Trois ans après son élec­tion, il par­ta­gea, avec saint Jean de Capistran, son dis­ciple, cette charge deve­nue trop lourde pour ses épaules affai­blies par toute sorte de tra­vaux. Puis, ses infir­mi­tés aug­men­tant, il dut s’en démettre tout à fait. Il n’en recom­men­ça pas moins ses courses apos­to­liques. Une ter­rible sédi­tion ayant écla­té à Massa Carrara, lieu de sa nais­sance, il réta­blit tout dans l’ordre par un dis­cours fort pathé­tique sur la cha­ri­té chrétienne.

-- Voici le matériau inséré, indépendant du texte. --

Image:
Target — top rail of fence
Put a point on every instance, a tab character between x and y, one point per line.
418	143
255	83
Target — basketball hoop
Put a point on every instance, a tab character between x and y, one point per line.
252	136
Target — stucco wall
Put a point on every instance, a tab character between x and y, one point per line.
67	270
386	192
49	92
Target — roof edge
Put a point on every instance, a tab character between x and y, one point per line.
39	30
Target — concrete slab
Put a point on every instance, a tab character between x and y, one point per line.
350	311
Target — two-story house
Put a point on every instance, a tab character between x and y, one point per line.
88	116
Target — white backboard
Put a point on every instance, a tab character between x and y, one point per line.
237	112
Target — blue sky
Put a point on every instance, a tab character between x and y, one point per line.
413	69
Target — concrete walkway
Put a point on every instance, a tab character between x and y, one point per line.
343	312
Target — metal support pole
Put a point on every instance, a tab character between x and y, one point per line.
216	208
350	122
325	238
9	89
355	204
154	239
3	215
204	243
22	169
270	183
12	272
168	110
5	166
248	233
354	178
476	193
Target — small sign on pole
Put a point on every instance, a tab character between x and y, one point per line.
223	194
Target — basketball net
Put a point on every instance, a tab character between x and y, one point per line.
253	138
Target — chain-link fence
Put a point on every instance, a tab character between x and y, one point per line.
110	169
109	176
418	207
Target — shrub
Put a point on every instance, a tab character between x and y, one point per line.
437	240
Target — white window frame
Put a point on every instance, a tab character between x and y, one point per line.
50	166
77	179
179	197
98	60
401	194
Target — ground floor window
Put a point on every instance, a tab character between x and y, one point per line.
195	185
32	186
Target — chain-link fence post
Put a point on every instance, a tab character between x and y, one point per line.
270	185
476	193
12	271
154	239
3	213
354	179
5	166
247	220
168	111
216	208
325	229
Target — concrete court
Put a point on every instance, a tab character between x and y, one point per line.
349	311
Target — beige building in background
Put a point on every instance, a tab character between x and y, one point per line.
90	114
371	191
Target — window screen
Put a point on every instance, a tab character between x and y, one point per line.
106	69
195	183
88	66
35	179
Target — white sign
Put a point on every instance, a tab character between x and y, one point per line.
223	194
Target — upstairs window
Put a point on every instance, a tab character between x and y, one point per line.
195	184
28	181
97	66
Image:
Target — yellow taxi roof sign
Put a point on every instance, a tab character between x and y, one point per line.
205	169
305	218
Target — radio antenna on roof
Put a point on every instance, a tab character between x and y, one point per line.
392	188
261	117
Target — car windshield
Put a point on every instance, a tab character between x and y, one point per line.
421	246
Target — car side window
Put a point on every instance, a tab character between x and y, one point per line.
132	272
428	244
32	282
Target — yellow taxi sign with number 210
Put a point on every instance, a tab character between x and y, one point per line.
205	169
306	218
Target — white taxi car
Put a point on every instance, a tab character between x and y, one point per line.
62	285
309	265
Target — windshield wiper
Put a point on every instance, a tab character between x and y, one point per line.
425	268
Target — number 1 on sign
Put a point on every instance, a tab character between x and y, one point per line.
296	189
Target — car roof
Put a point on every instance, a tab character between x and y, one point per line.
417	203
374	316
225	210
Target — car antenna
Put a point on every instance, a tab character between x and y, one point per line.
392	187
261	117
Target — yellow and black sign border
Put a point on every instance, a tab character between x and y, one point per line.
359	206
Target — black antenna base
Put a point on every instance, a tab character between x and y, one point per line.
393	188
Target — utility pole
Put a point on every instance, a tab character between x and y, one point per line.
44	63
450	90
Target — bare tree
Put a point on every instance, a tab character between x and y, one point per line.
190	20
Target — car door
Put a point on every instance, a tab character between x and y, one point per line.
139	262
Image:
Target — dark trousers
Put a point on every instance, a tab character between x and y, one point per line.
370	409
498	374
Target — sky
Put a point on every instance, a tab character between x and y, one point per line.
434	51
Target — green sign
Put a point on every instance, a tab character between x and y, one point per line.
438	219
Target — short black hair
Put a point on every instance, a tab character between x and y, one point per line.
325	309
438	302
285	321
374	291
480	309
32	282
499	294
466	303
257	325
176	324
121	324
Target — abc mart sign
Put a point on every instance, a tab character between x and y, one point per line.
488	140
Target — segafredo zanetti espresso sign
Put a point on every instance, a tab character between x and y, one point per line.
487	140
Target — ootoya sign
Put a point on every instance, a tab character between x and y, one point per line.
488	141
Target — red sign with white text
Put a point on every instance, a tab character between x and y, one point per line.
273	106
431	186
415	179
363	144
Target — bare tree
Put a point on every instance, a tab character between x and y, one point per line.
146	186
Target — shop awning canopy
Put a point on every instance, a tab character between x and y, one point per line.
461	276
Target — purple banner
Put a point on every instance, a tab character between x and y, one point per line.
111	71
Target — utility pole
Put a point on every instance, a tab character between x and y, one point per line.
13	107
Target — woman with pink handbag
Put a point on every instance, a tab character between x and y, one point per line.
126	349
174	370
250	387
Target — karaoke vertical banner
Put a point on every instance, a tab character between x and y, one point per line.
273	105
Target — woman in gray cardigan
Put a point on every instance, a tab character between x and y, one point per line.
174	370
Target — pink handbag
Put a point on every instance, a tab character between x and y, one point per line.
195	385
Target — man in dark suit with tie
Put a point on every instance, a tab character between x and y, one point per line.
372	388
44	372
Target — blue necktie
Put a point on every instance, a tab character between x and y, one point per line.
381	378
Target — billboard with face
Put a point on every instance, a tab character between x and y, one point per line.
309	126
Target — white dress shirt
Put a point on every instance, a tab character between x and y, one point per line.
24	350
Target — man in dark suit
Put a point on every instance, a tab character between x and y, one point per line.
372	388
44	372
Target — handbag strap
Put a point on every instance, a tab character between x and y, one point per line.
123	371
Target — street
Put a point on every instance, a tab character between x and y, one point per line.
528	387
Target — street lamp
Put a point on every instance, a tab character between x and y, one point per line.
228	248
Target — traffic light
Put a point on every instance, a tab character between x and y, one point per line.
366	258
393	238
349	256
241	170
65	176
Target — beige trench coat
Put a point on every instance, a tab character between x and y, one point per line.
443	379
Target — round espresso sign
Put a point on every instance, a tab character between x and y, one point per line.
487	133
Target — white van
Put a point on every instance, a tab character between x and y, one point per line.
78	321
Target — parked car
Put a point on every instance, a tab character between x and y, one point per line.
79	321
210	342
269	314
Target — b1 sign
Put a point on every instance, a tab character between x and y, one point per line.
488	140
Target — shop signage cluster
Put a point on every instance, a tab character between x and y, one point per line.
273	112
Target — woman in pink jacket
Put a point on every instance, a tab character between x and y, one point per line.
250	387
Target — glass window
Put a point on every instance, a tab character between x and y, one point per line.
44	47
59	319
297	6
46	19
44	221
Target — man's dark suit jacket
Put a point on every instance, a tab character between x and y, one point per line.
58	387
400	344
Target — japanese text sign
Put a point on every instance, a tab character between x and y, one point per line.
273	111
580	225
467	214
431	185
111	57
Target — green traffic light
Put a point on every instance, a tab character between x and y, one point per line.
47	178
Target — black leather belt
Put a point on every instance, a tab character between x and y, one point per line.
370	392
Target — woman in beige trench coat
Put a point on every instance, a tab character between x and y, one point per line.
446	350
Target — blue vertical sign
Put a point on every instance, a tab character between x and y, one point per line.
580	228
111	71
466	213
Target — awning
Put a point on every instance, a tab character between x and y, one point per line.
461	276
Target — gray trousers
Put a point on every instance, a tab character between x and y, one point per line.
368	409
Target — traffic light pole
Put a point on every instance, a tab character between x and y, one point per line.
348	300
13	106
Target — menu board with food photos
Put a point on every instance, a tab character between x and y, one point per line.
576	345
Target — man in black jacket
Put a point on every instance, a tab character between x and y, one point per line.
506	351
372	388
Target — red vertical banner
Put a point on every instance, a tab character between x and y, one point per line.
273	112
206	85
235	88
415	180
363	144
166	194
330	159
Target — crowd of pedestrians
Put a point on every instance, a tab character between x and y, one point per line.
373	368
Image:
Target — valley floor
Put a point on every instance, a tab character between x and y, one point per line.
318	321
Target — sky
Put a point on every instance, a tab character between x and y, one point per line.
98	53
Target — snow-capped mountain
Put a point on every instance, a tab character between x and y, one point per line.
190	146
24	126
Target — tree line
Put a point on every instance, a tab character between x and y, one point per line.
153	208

Ce fut son der­nier bien­fait. Attaqué par une fièvre maligne, il fut aver­ti par saint Pierre Célestin, qui lui appa­rut près de la ville d’Aquila, que sa fin était proche. Une fois muni des sacre­ments, il pria ses frères de l’étendre sur le sol nu de sa cel­lule, afin qu’il lui fût don­né de rendre le der­nier sou­pir de la même manière que son Père saint François. C’est ain­si qu’il ren­dit son âme à Dieu, à Aquila, le 20 mai 1444, la veille de l’Ascension, à l’heure des Vêpres, tan­dis que l’on chan­tait au chœur cette antienne : « Mon Père, j’ai fait connaître votre nom aux hommes que vous m’avez don­nés ; main­te­nant, je prie pour eux et non pour le monde, parce que je viens à vous. » Il était âgé de 64 ans.

Culte.

Dès la mort connue, tout le peuple entou­ra le corps de Bernardin d’une grande véné­ra­tion, qui s’accrut par le fait des nom­breux miracles qui ne ces­saient de s’opérer par son inter­ces­sion. Sur les ins­tances de la répu­blique de Sienne et du roi de Naples, le Pape Eugène IV fit com­men­cer le pro­cès de cano­ni­sa­tion qui reçut son cou­ron­ne­ment le 24 mai 1450, jour où Nicolas V pro­cla­ma saint l’apôtre de l’Italie Bernardin de Sienne. Alexandre VII, le 15 sep­tembre 1657, éten­dit à l’Eglise uni­ver­selle sa fête sous le rite semi-double.

A. G.

Sources consul­tées. – Paul Thureau-​Dangin, Saint Bernardin (Paris, 1926). – R. P. Léon, O. F. M., L’auréole séra­phique (Paris). – Acta sanc­to­rum. – (V. S. B. P., n° 67.)